The proposed method comprises three main components: fabrication of the MTF filter, image acquisition, signature reconstruction, and identification using DL.

Fabrication of the MTF filter array

Unlike the etalon filters (see “Related work”), which are fabricated by varying the thickness of interspacing dielectric layers, MTF filters are fabricated by modifying both the number of layers and their thicknesses. MTF filters with unique transmission functions are achieved by alternately depositing two materials with varying thicknesses. A total of 36 MTF filters with distinct transmission characteristics were fabricated by selectively omitting specific layers using shadow masks during the deposition process. The omission of an intermediate layer causes the upper and lower layers to merge, forming a single layer with a modified thickness. The designed layer thicknesses for the MTF filters are provided in Table 1. The filter array was fabricated using wafer-level stencil lithography with shadow masks, which allows for the stacking of alternating layers of titanium dioxide (TiO2) and silicon dioxide (SiO2), enabling scalable, reproducible, and mass-produced fabrication. TiO2 and SiO2 act as the low and high refractive index materials, respectively. The refractive indices for TiO2 and SiO2 are approximately 2.6 and 1.45 at 600 nm, respectively. As a result, 169 identical filter arrays were fabricated on a single wafer24.

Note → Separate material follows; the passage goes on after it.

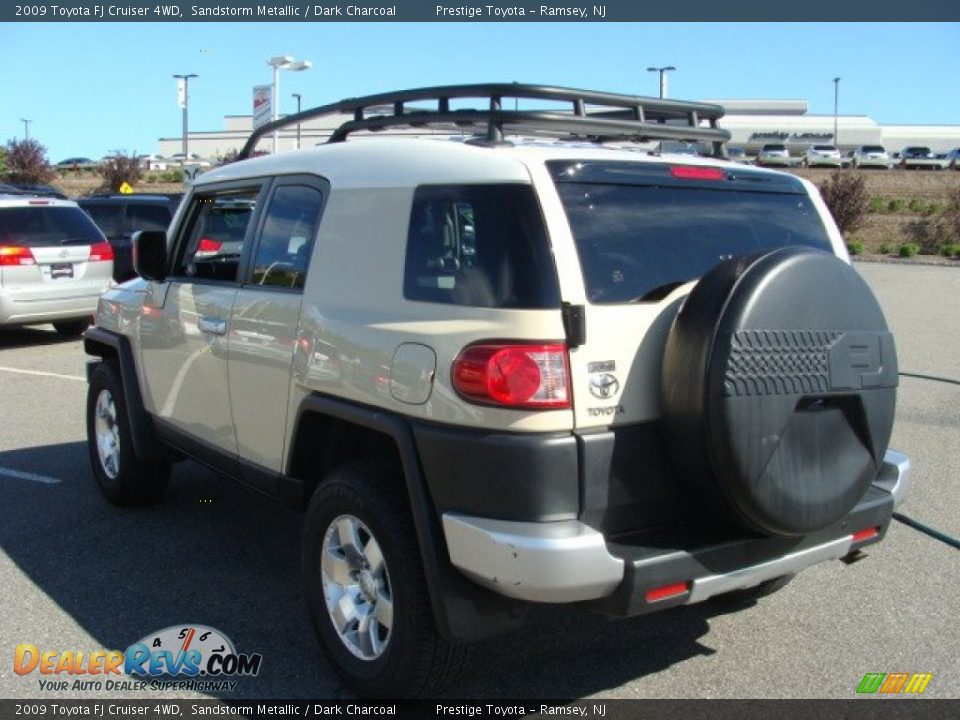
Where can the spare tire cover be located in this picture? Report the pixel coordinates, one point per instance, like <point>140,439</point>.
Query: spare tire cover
<point>778,390</point>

These films were deposited onto a borosilicate glass wafer, which has a refractive index of approximately 1.472 at 588 nm, using shadow masks to define specific areas for deposition. The TiO2 layers were deposited using direct current (DC) magnetron sputtering, a technique for depositing thin films onto a substrate by bombarding a target material with high-energy ions, causing atoms to be ejected and deposited as a thin layer on the substrate53,54,55,56. A Ti target was sputtered in a mixed gas flow of 188 sccm (standard cubic centimeters per minute) argon (Ar) and 12 sccm oxygen (O2), with the DC power set to 700 W. Shadow masks ensured that TiO2 was deposited only on designated regions of the wafer. For the SiO2 layers, radiofrequency (RF) magnetron sputtering was used. A Si target was sputtered in a gas flow of 185 sccm Ar and 15 sccm O2, with RF power at 300 W. Different shadow masks were used to control the deposition patterns and thicknesses of the SiO2 layers. The alternating deposition of TiO2 and SiO2 layers was repeated 17 times, with shadow masks changed accordingly to achieve the desired multilayer structure.

Individual depositions of TiO2 were performed ten times, while SiO2 was deposited nine times. Following the completion of thin film deposition, the surface of the thin films was coated with a photoresist. Germanium (Ge) was then deposited across the entire wafer area using an e-beam evaporator. The lift-off process was carried out by soaking the deposited wafer in acetone, allowing the photoresist to dissolve. As the photoresist was removed, the Ge layer deposited on top of it was lifted off and washed away. This process resulted in the formation of a square Ge grid with a size of 400 \(\upmu\)m and a spacing of 300 \(\upmu\)m. The Ge grid was designed to separate the MTF filters and prevent incident light from interfering with them. Finally, the wafer underwent a cleaning process before being diced to produce the MTF filter arrays.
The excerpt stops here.